I bristled. “Please don’t stay on my account. I’m perfectly able to fend for myself.”

“Hah!”

This is a fictional series about the narrator and her parents’ former man Friday Genie. The narrator and Genie are home bound because of the Covid-19 pandemic. But tensions run deep.

I stared at Genie, wanting to scream at him and kick his ass, but he was now bent over the sink as though in pain… and trembling.

“Hey, are you okay. Genie?” I moved closer, my hand on his shoulder, craning my head to look into his face.

“YOU!” I grabbed his t-shirt and tried to shake him. “YOUUUUU!!!” He stood up and laughed, holding my hands and laughing into my face. “YOU TROUBLEMAKER!

“What’s going on?” Anjali said, confused.

I tried to launch myself into Genie, but he had a vice hold of me and was laughing wildly. “The idiot’s fooling about with us, Anjali. You idiot! Let me go, LET ME GO, GENIE.”

“Sshhh! What will the neighbours think, darling,” Genie said, releasing me. I grabbed a dishcloth, trying to stop myself from hitting him with it. I wiped the soap water off my neck where he had grabbed me. He was back at the sink, gently soaping a fat red tomato and looking at it tenderly.

“So much love for a tomato. Is that what you do for Zeba?” I said.
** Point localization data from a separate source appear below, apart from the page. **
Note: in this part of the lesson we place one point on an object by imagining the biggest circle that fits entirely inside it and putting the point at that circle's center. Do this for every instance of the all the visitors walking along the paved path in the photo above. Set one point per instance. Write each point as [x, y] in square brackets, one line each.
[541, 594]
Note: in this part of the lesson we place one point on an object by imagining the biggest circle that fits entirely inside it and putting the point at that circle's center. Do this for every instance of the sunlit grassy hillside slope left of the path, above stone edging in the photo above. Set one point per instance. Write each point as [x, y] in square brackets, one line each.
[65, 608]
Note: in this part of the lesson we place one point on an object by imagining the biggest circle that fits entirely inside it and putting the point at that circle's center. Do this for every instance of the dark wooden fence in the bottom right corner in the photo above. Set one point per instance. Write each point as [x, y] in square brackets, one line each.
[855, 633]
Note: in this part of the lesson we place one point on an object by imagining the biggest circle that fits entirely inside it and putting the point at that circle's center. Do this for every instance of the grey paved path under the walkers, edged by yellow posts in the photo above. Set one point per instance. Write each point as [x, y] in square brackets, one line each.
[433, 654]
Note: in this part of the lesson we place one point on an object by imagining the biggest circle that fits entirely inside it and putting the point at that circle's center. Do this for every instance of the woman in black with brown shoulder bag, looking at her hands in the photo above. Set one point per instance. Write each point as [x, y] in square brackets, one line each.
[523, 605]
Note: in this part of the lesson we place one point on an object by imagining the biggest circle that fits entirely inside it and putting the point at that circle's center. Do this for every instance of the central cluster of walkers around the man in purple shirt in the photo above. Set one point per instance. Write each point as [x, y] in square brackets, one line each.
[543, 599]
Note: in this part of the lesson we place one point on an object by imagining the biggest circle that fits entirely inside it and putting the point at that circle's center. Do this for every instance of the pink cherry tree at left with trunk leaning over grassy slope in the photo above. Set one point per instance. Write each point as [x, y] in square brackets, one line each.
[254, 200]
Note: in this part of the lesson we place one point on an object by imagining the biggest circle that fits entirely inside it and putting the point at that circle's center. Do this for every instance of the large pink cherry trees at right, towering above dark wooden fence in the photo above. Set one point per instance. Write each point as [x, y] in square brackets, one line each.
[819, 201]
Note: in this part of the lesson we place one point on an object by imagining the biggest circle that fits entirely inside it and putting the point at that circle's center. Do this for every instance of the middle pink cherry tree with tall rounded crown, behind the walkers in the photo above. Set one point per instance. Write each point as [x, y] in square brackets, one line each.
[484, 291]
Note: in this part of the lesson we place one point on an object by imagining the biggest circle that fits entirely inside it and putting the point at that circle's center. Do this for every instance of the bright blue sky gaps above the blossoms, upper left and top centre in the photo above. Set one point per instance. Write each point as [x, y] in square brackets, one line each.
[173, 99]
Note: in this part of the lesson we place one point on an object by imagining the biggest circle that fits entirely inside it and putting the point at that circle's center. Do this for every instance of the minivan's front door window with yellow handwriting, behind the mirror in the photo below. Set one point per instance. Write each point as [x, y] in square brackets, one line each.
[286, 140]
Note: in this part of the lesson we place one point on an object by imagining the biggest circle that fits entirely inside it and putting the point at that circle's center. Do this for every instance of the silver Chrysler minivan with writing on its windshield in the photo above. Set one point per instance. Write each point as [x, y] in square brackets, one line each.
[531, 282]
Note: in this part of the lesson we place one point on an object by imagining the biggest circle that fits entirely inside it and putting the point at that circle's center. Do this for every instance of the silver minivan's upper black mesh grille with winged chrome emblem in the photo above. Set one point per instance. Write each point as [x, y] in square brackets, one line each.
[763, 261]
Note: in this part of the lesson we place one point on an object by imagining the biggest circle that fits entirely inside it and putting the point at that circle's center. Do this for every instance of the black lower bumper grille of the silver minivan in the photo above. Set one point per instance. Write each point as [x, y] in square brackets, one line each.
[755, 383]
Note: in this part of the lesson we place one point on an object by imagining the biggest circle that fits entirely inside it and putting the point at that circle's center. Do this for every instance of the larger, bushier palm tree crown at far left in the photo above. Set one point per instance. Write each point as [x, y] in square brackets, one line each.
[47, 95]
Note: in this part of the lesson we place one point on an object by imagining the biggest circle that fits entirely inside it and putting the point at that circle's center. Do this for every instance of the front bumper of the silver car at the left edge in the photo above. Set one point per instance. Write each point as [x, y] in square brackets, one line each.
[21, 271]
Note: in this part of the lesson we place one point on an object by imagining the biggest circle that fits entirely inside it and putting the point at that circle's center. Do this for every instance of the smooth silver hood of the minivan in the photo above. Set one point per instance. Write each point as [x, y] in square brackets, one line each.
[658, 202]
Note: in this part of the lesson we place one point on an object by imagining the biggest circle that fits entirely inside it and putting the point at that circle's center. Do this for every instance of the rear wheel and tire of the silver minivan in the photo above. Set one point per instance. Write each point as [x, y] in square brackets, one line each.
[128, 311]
Anjali poked me to stop.

“Maybe. Maybe not. Depends on what you mean by ‘do’.”

I opened my mouth but Anjali’s hand covered it. She shook her head at me, and I had a sudden epiphany that this was a war I could never hope to win.

“What exactly did you tell Uncle John?” I said.

“About what?”

About us!

“Oh. This and that.”

“Care to elaborate?” 

“I may have told Uncle that two young ladies were caught with their hands in my underwear drawer… examining things.”

“Whattttt!” Anjali spluttered.

I felt my face turn hot. “WE DIDN’T TOUCH YOUR UNDIES!”

“I know you didn’t. But Uncle doesn’t know that.”

Why-Why would you say something so horrid!” Anjali said, embarrassed.

“It’s called something… something. Ahh, can’t recall the word…”

“What?” I said.

“What’s the word?” Anjali said.

“Ah. Got it. It’s called tit for tat.” He grinned and gently rotated another large shiny tomato at us. If looks could kill, ours would have done someone in. But really, what was there to say. I’d never be able to show my face outside now. I’d be known as that woman who had nothing better to do than root through a man’s delicates. Terrible!

I moved away from that evil man. Anjali glared at Genie, but he was now examining a cauliflower with more interest than he did the tomato.

I slid into the sitting room, took the binoculars from the coffee table, it hadn’t gone back into the cupboard as Anjali and I had started watching the Bollywood actor (Arushmaan Verma, Love Thy Neighbour) in the opposite building. I stood behind the curtain, and trained it through a gap in the curtains.

I felt frustration and rage. Uncle John and Aunty Glory were in their bedroom, using their binoculars and watching Genie in the kitchen with Anjali. They had just witnessed the whole drama. And we had now become their ‘lockdown’ entertainment.